When Catch & Release is Flat Wrong

After nearly two full days of traveling, we arrived at the remote fishing camp, a bit road weary but excited to fish a new lake. Like many camps, this one had a guest book signed by the anglers who had fished the camp prior to our early June arrival and from what I read the fishing was off-the-charts incredible during the month of May. One group of four anglers had caught “and released” (per the guestbook) more than 1,800 walleyes the week before our arrival! As I mulled this over another angler looking over my shoulder at the same lines I was reading asked the same question I was thinking: “Wonder how many of them are still alive.”

There are all kinds of studies that have looked at mortality rates of fish caught and released by anglers. Some catch & release statistics focus on specific species; while others look at types of baits used (live versus artificial). Some, like the one done at Queens University in Ontario, Canada, focused on other variables like the effect time out of the water as on fish. The results from the Queens University study were especially disappointing as it discovered that:

Only 88% of “exercised” (to simulate being landed on hook and line) rainbow trout survived if released immediately after capture;
Just 62% of trout survived if kept out of the water for 30 second before being released;
A meager 28% of trout survived if kept 60 seconds;

Clearly, the longer a fish is held out of the water the lower its blood oxygen levels will be and the lower it goes the fewer the fish that will survive, but the survival numbers seem a bit low, at least when compared to other studies that typically show high survival rates (95 to 97%) for freshwater fish caught on artificial lures or flies. What is clear is that catch & release angling is a critical conservation tool, but it’s also one that can be abused.
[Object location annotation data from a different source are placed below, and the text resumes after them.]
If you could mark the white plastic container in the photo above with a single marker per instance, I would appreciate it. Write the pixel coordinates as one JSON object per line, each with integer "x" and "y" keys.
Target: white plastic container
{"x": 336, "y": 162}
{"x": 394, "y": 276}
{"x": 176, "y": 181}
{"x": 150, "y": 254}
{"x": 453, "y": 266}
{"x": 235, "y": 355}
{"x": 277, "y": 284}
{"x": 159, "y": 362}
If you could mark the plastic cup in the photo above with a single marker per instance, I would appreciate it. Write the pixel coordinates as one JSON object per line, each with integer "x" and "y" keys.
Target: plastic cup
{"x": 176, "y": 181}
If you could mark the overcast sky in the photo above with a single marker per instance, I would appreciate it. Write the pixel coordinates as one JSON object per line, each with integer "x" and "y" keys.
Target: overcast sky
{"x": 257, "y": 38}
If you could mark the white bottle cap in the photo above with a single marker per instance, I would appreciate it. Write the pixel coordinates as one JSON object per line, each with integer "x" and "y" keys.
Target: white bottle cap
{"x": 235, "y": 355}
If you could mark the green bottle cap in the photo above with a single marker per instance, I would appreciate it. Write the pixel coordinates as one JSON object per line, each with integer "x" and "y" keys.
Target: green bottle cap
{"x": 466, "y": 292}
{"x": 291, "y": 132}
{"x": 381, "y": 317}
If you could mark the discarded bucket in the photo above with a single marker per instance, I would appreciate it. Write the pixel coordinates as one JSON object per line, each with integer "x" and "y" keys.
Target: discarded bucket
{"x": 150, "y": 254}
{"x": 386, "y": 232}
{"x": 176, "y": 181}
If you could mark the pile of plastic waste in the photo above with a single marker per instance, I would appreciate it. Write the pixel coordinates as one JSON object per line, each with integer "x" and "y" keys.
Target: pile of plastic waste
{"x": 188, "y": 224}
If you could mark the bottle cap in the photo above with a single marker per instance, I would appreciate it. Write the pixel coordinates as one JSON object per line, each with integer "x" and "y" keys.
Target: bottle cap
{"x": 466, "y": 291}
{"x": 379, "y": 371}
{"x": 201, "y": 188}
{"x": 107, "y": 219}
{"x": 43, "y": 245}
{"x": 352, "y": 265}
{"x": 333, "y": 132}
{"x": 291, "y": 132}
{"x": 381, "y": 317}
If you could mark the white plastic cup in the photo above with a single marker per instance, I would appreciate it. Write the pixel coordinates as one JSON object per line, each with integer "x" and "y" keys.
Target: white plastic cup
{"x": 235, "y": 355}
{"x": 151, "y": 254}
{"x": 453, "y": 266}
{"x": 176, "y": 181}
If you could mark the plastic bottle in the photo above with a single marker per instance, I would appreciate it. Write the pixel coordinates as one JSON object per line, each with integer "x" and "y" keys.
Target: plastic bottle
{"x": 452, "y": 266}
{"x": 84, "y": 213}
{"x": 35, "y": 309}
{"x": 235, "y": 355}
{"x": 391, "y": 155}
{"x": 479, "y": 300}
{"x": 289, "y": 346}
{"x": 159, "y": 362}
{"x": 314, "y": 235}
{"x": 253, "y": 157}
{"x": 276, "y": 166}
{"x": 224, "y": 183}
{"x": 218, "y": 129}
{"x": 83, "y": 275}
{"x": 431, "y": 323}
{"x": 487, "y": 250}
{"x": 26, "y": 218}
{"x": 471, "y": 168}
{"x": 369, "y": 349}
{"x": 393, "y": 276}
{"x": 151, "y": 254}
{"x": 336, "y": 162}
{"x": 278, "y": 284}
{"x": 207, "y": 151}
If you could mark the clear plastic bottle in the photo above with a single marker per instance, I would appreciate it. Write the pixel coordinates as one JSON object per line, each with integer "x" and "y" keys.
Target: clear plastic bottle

For argument sake let’s use 97% survival rate and see what potential impact the four anglers likely had on the lake in which they landed 1,800 walleyes in 5 days. Assuming just three of every 100 fish caught died, the anglers “killed” 54 walleyes during their stay. Now let’s assume the anglers each kept one fish for shore lunch for fours days and also took home their legal limit of four on the last day and compare the numbers. Four x 4 = 16 fish for shore lunch and 4 x 4 = 16 fish brought home for a total of 32 fish…or 22 fewer dead fish.

What’s my point to all this? Well, actually I have two. First, even under best-case scenarios catch & release angling has some impact on the fish population. As anglers we control somewhat the number of fish that live or die by the methods we use to catch them and how we handle them once they are in our possession. Imagine if the anglers who landed the 1,800 fish had not handled them properly and the survival rate was just 12% in the scenario above. Suddenly, the number of dead fish grows to 212.

Secondly, I want to make it clear that while I believe catch & release is critical, I’m also a fan or keeping fish for the table.